90% who cleared NEET took coaching: Tamil Nadu study

Following the implementation of NEET, the committee found, there had been a 9.74% fall in admissions among first-generation graduates, 12.1% among rural candidates and 10.45% among candidates with parent incomes less than Rs 2.5 lakh per annum.

THE Justice A K Rajan Committee appointed by the M K Stalin government on the ‘Impact of NEET on Medical Admissions in Tamil Nadu’ found that 90% of those who cleared NEET in 2020 in the state had taken coaching, while nearly three-fourths (71%) were repeat applicants.

The study commissioned by the state government, which introduced a Bill in the Assembly last week seeking exemption for Tamil Nadu students from the centralised medical entrance exam, said NEET was successful “mainly and predominantly” for the above category of applicants, including those who had gone through a “long-term coaching curve”.

With NEET appearing to favour urban, richer applicants, the committee said it has “created a generation of doctors and teaching faculties from mainly the privileged communities — the affluent, the creamy, the urban genre — who are well away from the grass root realities of the diverse social structure”. It recommended an immediate return to the practice of medical admissions through higher secondary scores.

Noting that this had “aggravated the divide and worsened the medical and healthcare sector”, the report compared admissions from High Human Development Index (HDI) and Low HDI districts. The HDI criteria include life expectancy at birth, educational standards and per capita income.

The committee found that between 2013 and 2021 (NEET was implemented in 2017), the share of high HDI districts (mostly urbanised with access to coaching centres) among successful applicants surged. Ariyalur, one of the most backward districts, for example had a 1.71% share in medical seats in the state pre-NEET, falling to 0.73% post-NEET. On the other hand, high HDI district Chennai’s seat share increased from 3.54% to 10.76%.

Following the implementation of NEET, the committee found, there had been a 9.74% fall in admissions among first-generation graduates, 12.1% among rural candidates and 10.45% among candidates with parent incomes less than Rs 2.5 lakh per annum.

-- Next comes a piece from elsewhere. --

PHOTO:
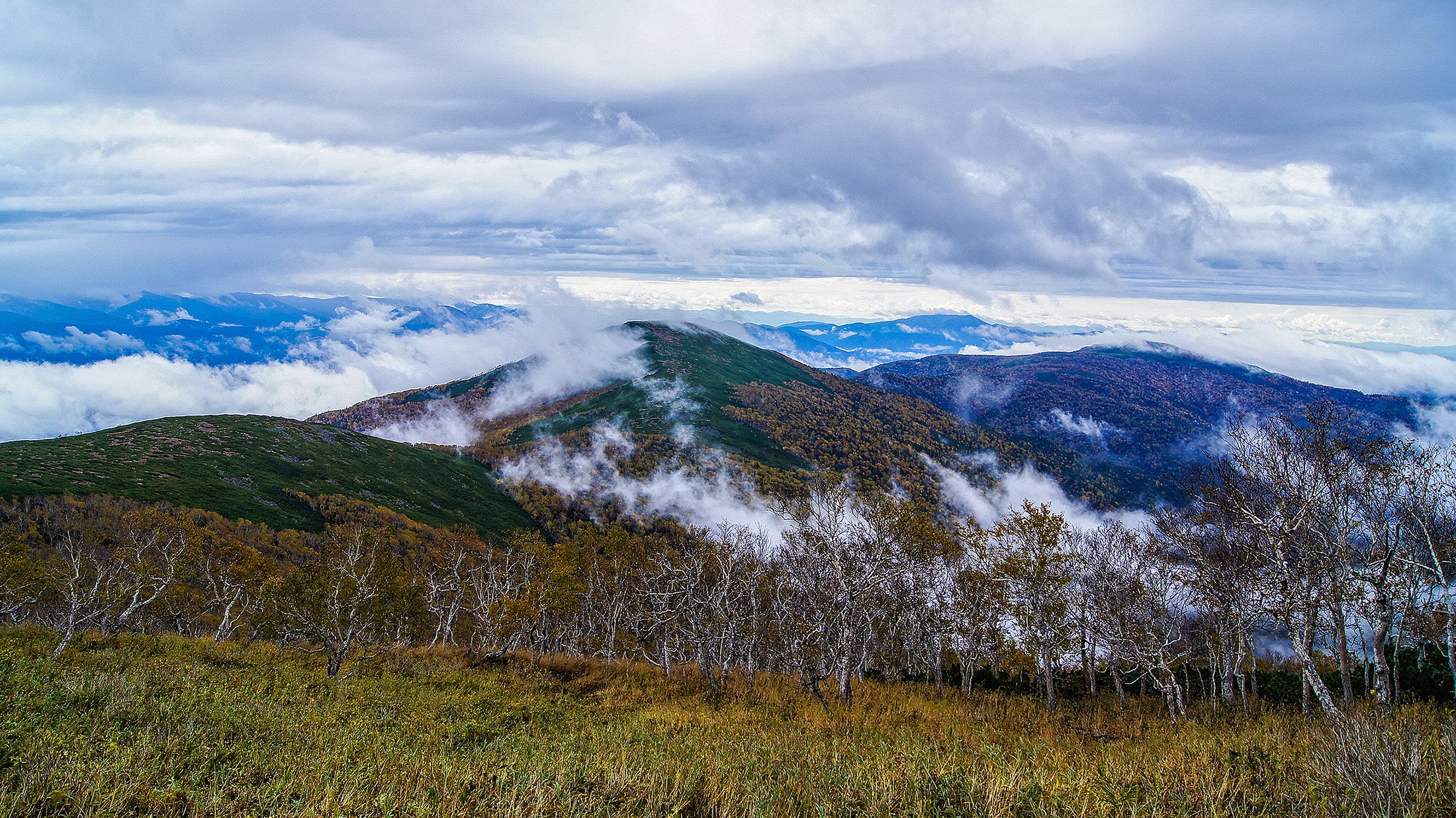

The study also found a drop in the percentage of science stream students in the post-NEET period, from 43.03% to 35.94%.

While Tamil Nadu has 31 surgical and medical super speciality courses with a total of 413 seats, which is well ahead of most states, the report said the share of state residents in these had been falling as admissions were opened to all-India candidates. “As a result, almost two-thirds of the seats were lost to others,” the study said.

Expressing alarm in the share of those taking repeat NEET entrance, from 8.12% in the pre-NEET period to 71.42% in 2020-21, the study said, “Since learning is lost and test-taking training is focused (upon), the future doctors cannot think but apply their intellectual and reasoning disposition in their profession, and eventually they become an extended machine in the healthcare system.”

The committee said the result was the burgeoning, multi-billion coaching industry, offering “5-year packages, 2-year packages… 2-month crash courses” etc, gaining enough financial muscle to “even interfere in policy matters”.